Le MIT présente un prototype de robot ingérable, entouré de boyau de porc. Son but : faciliter certaines opérations médicales.

Nous sommes déjà habitués depuis de nombreuses générations à avaler des médicaments qui libèrent des substances chimiques utiles au bon fonctionnement de l’organisme. À l’avenir, nous pourrions aussi devoir avaler des capsules de robots, qui auront pour fonction de se déplacer très exactement là où le mal doit être soigné, voire de réaliser des opérations chirurgicales à l’échelle micro ou nanoscopique.

Le Massachussetts Institute of Technology (MIT), l’Université de Sheffield, et le Tokyo Institute of Technology ont ainsi présenté un prototype de capsule à ingérer, qui contient un robot minuscule replié sur lui-même. Lorsque la capsule se dissout, le robot peut se déplier et prendre la forme qui lui permet de commencer à travailler.

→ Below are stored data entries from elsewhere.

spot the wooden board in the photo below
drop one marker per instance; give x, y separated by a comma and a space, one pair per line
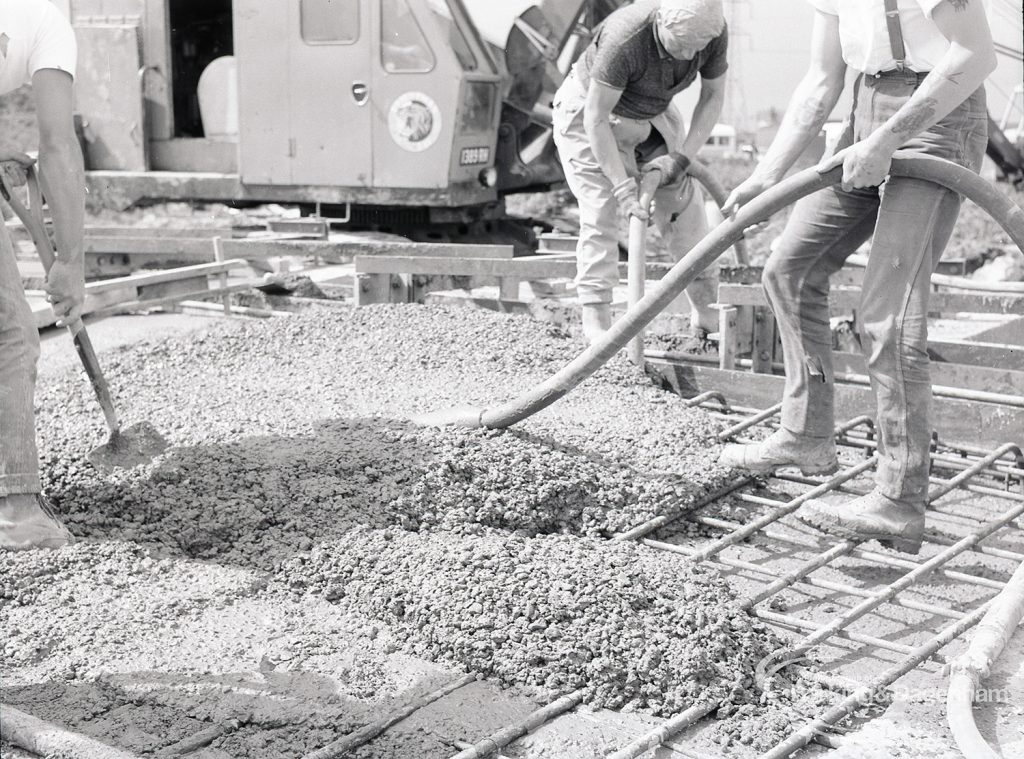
526, 267
846, 299
968, 422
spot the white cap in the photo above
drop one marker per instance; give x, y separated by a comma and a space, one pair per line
699, 19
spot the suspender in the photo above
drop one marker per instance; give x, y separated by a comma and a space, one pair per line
895, 34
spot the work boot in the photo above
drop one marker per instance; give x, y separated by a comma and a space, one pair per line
899, 524
29, 521
782, 448
596, 321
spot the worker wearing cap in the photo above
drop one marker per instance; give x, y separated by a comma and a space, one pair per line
37, 45
613, 118
921, 66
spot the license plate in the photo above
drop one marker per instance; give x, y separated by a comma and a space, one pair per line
473, 156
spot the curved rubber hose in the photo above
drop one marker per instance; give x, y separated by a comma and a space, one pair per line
702, 174
991, 636
966, 182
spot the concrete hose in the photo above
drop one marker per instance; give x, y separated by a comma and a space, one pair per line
992, 634
936, 170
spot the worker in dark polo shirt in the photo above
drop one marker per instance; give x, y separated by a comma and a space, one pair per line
614, 118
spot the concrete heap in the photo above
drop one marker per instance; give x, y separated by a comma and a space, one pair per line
633, 627
295, 473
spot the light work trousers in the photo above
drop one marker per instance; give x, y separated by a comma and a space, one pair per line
18, 355
679, 209
910, 221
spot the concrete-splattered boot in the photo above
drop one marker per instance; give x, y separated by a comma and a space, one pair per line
29, 521
596, 321
782, 448
899, 524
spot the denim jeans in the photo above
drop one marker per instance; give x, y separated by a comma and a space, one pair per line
679, 213
910, 221
18, 354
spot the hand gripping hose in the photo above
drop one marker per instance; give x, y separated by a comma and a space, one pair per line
942, 172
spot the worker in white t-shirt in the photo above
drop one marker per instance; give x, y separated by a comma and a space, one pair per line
922, 66
37, 46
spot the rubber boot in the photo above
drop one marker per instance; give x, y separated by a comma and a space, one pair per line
29, 521
782, 448
596, 321
899, 524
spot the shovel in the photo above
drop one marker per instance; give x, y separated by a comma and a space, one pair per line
125, 448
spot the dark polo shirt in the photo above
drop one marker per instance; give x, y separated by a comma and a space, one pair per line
626, 54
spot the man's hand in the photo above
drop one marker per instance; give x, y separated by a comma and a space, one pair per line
13, 165
672, 166
66, 290
743, 194
626, 194
865, 164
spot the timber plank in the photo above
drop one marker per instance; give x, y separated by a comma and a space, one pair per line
526, 267
970, 422
845, 299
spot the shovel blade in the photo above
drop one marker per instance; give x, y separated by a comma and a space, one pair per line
128, 448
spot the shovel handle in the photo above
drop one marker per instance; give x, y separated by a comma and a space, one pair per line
32, 217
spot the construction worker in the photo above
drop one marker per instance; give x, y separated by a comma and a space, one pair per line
613, 119
921, 67
37, 45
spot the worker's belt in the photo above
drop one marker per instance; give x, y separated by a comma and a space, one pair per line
909, 77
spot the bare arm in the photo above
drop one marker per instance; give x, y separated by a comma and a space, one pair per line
60, 160
968, 61
597, 123
810, 106
62, 179
706, 115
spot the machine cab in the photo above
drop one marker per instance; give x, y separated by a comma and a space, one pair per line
393, 101
394, 94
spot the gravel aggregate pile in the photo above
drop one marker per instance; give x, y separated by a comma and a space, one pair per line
287, 432
633, 627
317, 509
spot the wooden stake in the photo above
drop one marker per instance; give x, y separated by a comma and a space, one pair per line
45, 739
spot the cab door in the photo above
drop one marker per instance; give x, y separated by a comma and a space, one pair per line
303, 92
426, 54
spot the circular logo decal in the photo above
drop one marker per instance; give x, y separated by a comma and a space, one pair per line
415, 121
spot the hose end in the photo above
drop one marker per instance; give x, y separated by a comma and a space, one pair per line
468, 417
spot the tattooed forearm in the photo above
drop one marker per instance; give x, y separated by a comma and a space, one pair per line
918, 117
811, 113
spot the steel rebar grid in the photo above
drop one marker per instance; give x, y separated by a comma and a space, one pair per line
876, 599
869, 604
748, 530
931, 536
811, 582
882, 558
753, 421
658, 734
863, 696
794, 622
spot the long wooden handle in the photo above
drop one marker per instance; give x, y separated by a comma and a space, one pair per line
33, 219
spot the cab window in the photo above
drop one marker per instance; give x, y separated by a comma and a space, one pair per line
403, 46
444, 17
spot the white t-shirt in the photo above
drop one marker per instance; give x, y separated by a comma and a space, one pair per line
34, 35
864, 36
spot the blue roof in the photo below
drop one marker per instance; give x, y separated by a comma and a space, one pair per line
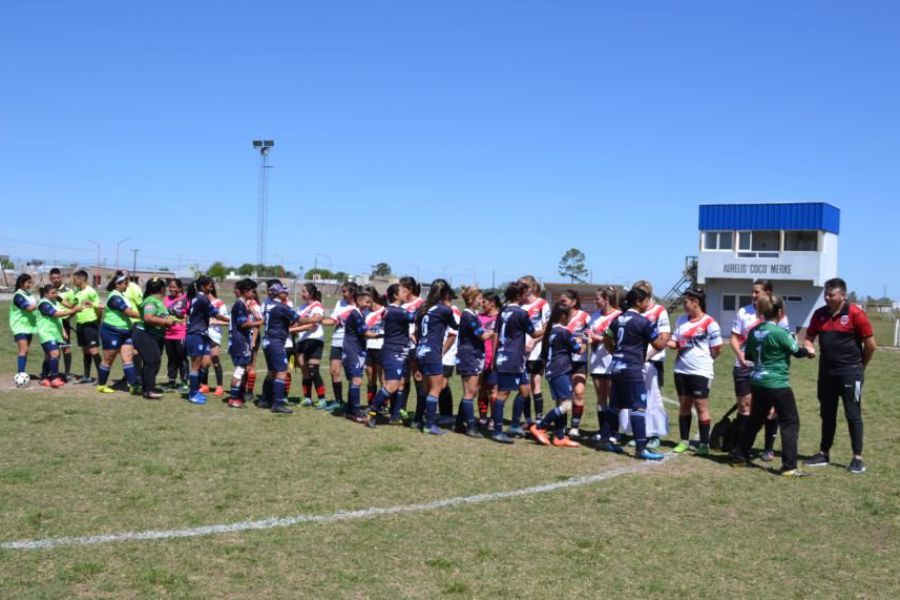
792, 216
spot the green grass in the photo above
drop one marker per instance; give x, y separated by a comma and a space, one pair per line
79, 463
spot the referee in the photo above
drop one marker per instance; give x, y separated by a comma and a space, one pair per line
846, 345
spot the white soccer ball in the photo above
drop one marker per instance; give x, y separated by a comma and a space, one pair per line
21, 380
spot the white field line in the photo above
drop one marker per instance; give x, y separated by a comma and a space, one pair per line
366, 513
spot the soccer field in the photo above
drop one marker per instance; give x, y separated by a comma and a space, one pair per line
78, 463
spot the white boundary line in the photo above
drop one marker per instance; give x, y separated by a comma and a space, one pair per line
366, 513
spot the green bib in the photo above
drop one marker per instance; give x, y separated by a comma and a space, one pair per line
20, 321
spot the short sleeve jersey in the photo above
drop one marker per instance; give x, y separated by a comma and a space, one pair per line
840, 338
512, 326
695, 341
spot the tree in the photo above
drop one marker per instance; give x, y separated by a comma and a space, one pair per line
381, 270
571, 265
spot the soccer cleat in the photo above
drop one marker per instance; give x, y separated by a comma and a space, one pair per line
819, 459
646, 454
857, 466
682, 446
540, 435
794, 473
565, 443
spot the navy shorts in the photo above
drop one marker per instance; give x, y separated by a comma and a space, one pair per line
510, 382
276, 357
561, 388
112, 338
629, 394
431, 369
197, 345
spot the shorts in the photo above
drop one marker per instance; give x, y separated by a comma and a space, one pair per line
88, 335
431, 370
310, 349
373, 357
534, 367
741, 381
629, 394
695, 386
113, 338
197, 345
510, 382
276, 357
561, 388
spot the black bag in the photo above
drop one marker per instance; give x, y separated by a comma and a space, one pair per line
724, 433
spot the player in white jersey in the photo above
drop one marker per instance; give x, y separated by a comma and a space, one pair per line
311, 343
538, 310
745, 320
608, 301
698, 339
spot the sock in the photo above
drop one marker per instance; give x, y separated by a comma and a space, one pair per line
538, 406
684, 426
577, 412
130, 374
771, 431
639, 429
102, 374
278, 391
704, 432
498, 415
518, 407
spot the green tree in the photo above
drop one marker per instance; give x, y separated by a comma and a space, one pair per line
571, 265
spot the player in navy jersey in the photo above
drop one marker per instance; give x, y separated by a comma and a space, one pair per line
512, 326
557, 351
394, 355
240, 339
279, 317
627, 339
434, 318
470, 358
353, 356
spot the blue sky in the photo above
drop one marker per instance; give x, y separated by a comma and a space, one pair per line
458, 137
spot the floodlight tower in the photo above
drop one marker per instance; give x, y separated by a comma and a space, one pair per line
264, 146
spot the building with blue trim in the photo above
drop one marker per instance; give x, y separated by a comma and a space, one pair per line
794, 245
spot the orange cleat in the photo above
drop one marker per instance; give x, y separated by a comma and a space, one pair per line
540, 435
565, 443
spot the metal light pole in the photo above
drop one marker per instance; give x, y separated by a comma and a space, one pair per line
264, 147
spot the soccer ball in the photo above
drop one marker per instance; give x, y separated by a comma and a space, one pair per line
21, 380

Pour le moment les fonctionnalités sont très rudimentaires, puisqu’il s’agit pour l’essentiel d’un aimant qui est attiré par des champs magnétiques. Il peut ainsi se déplacer dans l’estomac jusqu’à une pièce de monnaie ou une pile-bouton avalée par un individu (3 500 cas par an aux États-Unis !), et être piloté jusqu’à la sortie, par aimantation. Mais à terme, les chercheurs expliquent qu’ils veulent donner au robot son autonomie, pour qu’il puisse se déplacer tout seul et faire ce qu’il a à faire, par exemple pour soigner une plaie interne.

Le robot est une nouvelle itération des petits « robots origami » développés par le MIT depuis 2010, qui se plient et se déplient pour adopter la forme voulue. En juillet 2015, l’institut avait ainsi présenté un robot origami en métal qui pouvait se déplier sous la chaleur, et traîner un objet deux fois plus lourd que lui. La capsule est une adaptation de cette invention, recouverte de boyau de porc pour ne pas causer de brûlures lors du contact prolongé du robot avec la paroi intestinale.

Avec les progrès de la miniaturisation, on peut imaginer à l’avenir des robots qui auront leur propre caméra éclairée, et seront dotés de capteurs pour renvoyer des données aux médecins, ou aux intelligences artificielles qui les contrôleront.